In this architecture, Aspinity’s analog ML chip can sit in between the sensor and digital electronics. Here, the upstream analog chip will continually perform the necessary ML computations on the raw sensor data, and, upon detecting a trigger, will wake up the necessary downstream digital electronics.
The major benefit of this setup is unprecedented power savings. As opposed to traditional architectures in which power-hungry digital electronics are always on, this solution allows for the digital electronics to be turned off unless they are needed.
Meanwhile, the analog processor performs the always-on event detection at an infinitesimal power expenditure of ~20 µA. So, a system that would have originally consumed around 7450 µA can now consume as low as 70 µA or less, depending on the application.
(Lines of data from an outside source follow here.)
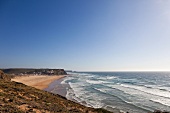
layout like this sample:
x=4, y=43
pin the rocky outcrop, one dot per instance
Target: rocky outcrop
x=4, y=76
x=25, y=71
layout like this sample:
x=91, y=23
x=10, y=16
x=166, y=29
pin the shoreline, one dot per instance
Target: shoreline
x=57, y=88
x=38, y=81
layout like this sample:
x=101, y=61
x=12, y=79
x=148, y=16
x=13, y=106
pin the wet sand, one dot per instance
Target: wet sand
x=37, y=81
x=57, y=88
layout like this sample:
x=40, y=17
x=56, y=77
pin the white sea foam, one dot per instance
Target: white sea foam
x=95, y=82
x=152, y=91
x=107, y=78
x=81, y=95
x=162, y=101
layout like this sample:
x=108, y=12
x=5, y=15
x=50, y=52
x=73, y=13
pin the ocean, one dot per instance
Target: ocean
x=135, y=92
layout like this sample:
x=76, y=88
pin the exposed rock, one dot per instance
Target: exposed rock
x=4, y=76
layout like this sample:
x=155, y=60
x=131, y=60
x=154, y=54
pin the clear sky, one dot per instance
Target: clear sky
x=85, y=35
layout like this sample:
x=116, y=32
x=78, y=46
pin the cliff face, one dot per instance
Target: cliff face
x=4, y=77
x=23, y=71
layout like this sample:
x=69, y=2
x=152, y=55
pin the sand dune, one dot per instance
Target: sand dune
x=39, y=82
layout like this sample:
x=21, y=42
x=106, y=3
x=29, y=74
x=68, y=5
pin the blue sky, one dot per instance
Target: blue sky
x=89, y=35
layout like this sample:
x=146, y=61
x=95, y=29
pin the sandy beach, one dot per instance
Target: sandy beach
x=39, y=82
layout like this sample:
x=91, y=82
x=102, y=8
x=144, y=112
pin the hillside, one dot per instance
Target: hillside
x=22, y=71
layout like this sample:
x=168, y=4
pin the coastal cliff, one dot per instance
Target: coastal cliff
x=4, y=77
x=23, y=71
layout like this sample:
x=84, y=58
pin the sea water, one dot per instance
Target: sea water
x=135, y=92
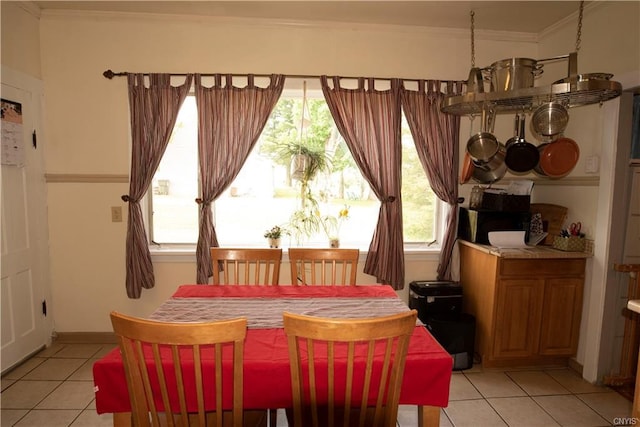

To further quantify this benefit, internal testing has shown that common applications like voice detection can experience a 92× improvement in power efficiency with the addition of analog computing, as compared to traditional schemes. Other applications, such as glass break detection, have demonstrated power savings of up to 105×.
Analog for the future of the edge
As on-edge ML becomes an increasingly important part of our technological world, the need for power efficiency has never been greater. Among all available solutions, analog computing—proven to reduce power consumption by orders of magnitude—is uniquely positioned to propel the field.
To ensure a future that can support ML, we’ve grown accustomed to a viable and sustainable way, and here analog computing will be a necessary tool.